The topics in this story are: impact evaluation, job-training, employability, skills, regression discontinuity, before-after analysis, experimental evaluation, excess demand.
Let’s imagine a program that trains young people who are living in a context of vulnerability, proving them with 6 months of training in both technical and socioemotional skills, and giving them better chances at finding employment.
The Program Coordinator (PC) meets the Monitoring and Evaluation Specialist (S). The purpose of the meeting: to decide how the program will be evaluated. After an informal chat about bad traffic and the weather, they start discussing the issue at hand.
S: Alright. Let’s get to business. What are you looking for?
PC: Simple. We just want to measure the impact of our training program.
S: (With a mocking tone) What exactly are you referring to when you say “measure the impact”. You want to measure the number of people who are trained or…?

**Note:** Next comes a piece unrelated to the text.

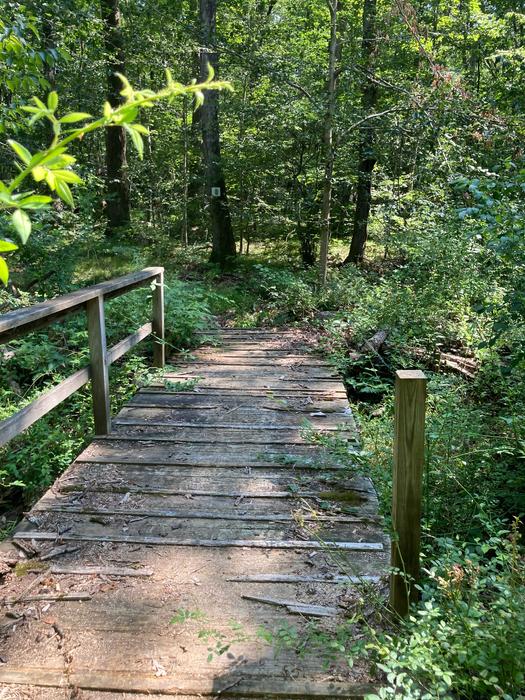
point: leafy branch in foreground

PC: (interrupts laughing out loud) You know that’s not what I’m talking about. I’m talking about measuring the real impact. I want to know if the kids who went through the program are employed.
S: Alright. You don’t need an impact evaluation for that. You just have to apply a questionnaire to those who graduate and see if they are employed at the moment.

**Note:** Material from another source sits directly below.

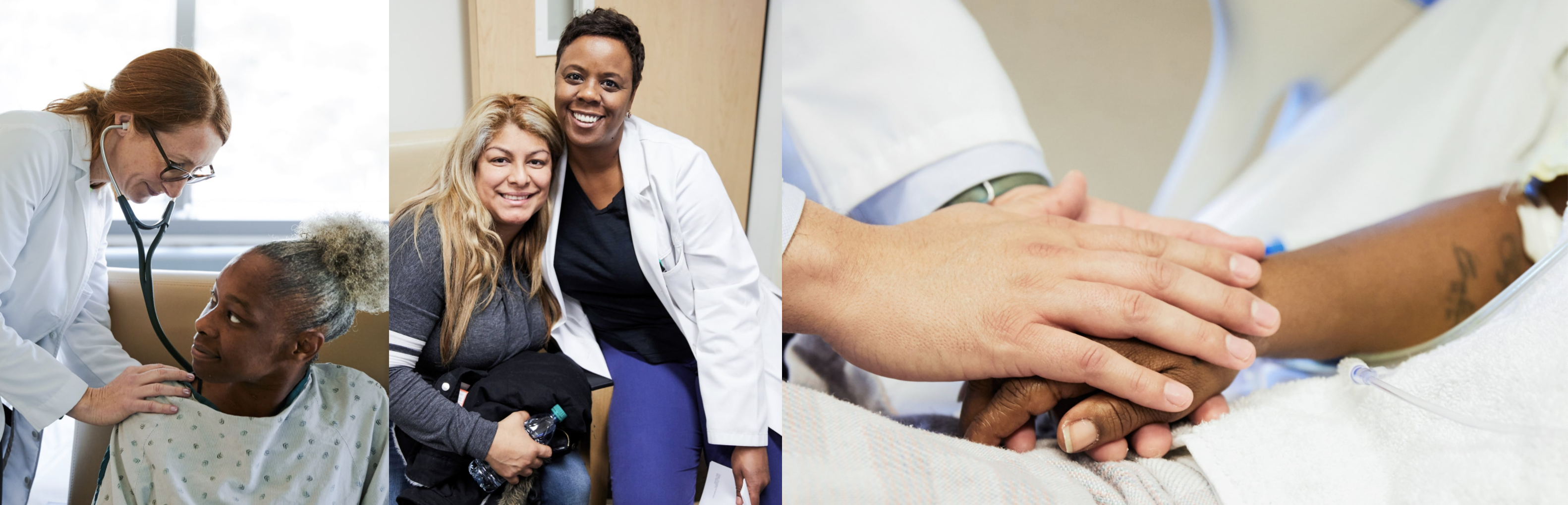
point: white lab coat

PC: I don’t get it. Why are you saying that’s not measuring the impact of the program? For kids who are coming from a context of vulnerability getting a job is a huge improvement in their lives!
S: Naturally. I wouldn’t argue against that. But that’s not measuring the program’s impact…

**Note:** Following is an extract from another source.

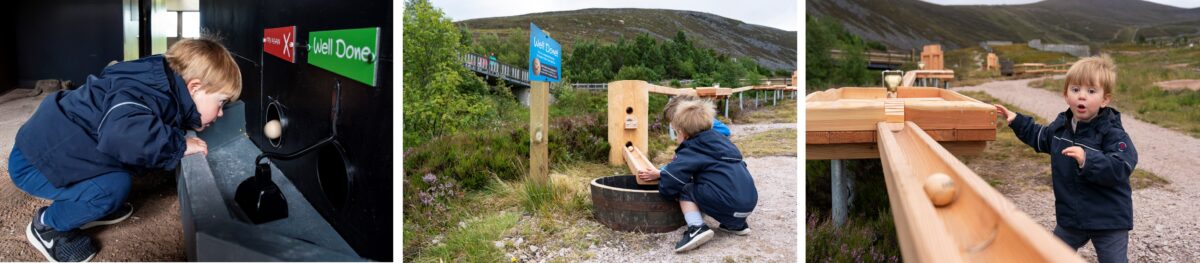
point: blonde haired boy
(707, 175)
(1091, 160)
(79, 147)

PC: (Interrupts again) Sorry, but for the kids getting a job means a huge change in their life prospects, the opportunity to get an income, health insurance, the chance to learn and grow into a career… it’s a long-term growth opportunity.
S: I agree with that one hundred percent.
CP: Then what?
S: To evaluate the impact of a program doesn’t necessarily mean to evaluate long-term changes in quality of life. Evaluating impact comes down to measuring how much of that change is specifically the result of the program.
PC: Alright. I get it. We have to look at the change and not just at the current situation. Some of the kids might have started in the program already having a job, so finding out that they are currently working doesn’t say much in itself.
S: Well, yes, that is in part what I’m talking about…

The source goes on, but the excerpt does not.